Personal change is a process, not an event
by Fe Robinson
Psychotherapy is a change intervention. People don't generally come to see me because they want things to change at they are. Today I want to reflect on where change can come unstuck, and some of the things to bear in mind before you embark on it.
Prochaska and diclemente developed a way of thinking about change that I find useful. Their cycle has six elements to it. It's not a linear model, you can move back and forth within it. It recognises that change does not always happen successfully, and even if it does, that it might not be sustained. I like its realism, with the focus on the person having to initiate and sustain the change for themselves, if it does not come from within it is unlikely to last.
In this first phase, the client may be dissatisfied with how things are, but they may not be aware there is a problem relating to them, or that change is possible or desirable. They may be focused out on the world and what is wrong with others, they have no intention of changing anything for themselves.
As awareness grows, the client may begin to consider that there is a problem, and that they perhaps need to change if they want something different to happen. They may be exploring and balancing the pros and cons, but at this stage they have made no commitment to do anything differently.
At this stage, the client has an intention to act. They have developed the belief that they can change, and that change is desirable.
This is the point at which the client begins to do something differently. They try out new behaviours, they say and do different things, and they are thinking differently about it.
Action is not the end of the journey. The tough bit comes when the change needs to be embedded and sustained. We may need to change elements of our environment, and other habits to enable the change to be continued, to get it to the stage where it feels more normal.

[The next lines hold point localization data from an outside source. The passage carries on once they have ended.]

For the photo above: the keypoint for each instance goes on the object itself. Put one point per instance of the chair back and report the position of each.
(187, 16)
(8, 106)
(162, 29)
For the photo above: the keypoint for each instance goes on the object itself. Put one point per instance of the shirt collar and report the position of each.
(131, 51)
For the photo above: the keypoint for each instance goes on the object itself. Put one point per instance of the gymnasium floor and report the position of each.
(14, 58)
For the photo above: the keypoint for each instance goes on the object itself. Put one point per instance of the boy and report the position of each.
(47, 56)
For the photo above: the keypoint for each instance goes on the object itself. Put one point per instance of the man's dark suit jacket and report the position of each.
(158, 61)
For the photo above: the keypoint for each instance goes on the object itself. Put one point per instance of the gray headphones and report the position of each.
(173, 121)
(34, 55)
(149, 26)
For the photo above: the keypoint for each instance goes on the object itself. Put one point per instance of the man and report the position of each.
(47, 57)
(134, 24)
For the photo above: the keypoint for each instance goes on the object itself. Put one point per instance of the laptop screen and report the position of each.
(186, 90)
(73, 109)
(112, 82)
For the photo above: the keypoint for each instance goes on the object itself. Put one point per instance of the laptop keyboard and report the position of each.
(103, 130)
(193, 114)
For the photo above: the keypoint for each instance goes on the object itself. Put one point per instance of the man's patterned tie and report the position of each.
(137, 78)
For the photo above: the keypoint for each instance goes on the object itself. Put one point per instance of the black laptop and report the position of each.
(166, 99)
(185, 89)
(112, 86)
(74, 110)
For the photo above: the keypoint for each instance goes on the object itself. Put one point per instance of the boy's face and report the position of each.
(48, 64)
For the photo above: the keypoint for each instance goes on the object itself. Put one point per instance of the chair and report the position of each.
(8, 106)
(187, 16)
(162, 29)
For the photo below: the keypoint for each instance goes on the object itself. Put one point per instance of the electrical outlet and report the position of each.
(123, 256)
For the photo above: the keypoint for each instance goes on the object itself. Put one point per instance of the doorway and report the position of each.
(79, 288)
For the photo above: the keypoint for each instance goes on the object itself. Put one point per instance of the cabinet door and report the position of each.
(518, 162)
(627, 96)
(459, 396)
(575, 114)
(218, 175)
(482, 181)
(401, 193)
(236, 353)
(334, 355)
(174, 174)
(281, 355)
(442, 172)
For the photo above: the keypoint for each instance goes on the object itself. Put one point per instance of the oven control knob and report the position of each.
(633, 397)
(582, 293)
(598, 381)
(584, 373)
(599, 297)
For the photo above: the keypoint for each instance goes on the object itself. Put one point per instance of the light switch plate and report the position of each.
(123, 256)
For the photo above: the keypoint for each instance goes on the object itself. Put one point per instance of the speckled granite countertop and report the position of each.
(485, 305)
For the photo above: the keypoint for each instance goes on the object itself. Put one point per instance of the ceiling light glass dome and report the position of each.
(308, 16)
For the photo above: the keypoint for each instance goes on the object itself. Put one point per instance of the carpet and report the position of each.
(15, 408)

Sometimes, we are not able to sustain change in the longer term. We may take our eye off the ball, and fall back into old ways of behaving.
When this happens, we need to explore what has happened, what helped and what hindered, so that we can begin a new change cycle. We go back into pre-contemplation before we notice, and hopefully into contemplation when we become aware, and we can spiral deeper into personal change towards our goal.
I find two of these phases come up repeatedly as stumbling blocks in my client's journeys.
Firstly, it is easier to see how others are contributing to our problems than to take responsibility for our own end of the pattern. It can take empathy, time, and deep self-reflection to begin to notice our deep patterns and their impact in our life. It can be a challenge to develop insight without self-blaming. Safe, therapeutic holding of the discomfort of this process is essential if we are to move through it. Since we are not an island, since we are deeply interconnected, it makes no sense to judge and blame ourselves. It helps more to understand, to see the connectivity, and to contemplate what now can be done, seeing and knowing what has been noticed.
Secondly, once a change has been made, it is tempting to be all delight, and to feel relieved. Yesss...I did it! What can then be overlooked is the graft of embedding and sustaining our change, of evolving the ways we support ourselves to make this the new normal. Changing habits takes application and steadfastness. No change technique can magically resolve everything, evolution not revolution is the course of these things. This is not what people much want to hear, and yet, it is my experience thus far.
If you want to make changes, contemplation is a really important thing. Take your time to consider things in the round, the likely consequences, the benefits, and the costs. Building your motivation up front and thinking holistically can stand you in very good stead for success in the long term.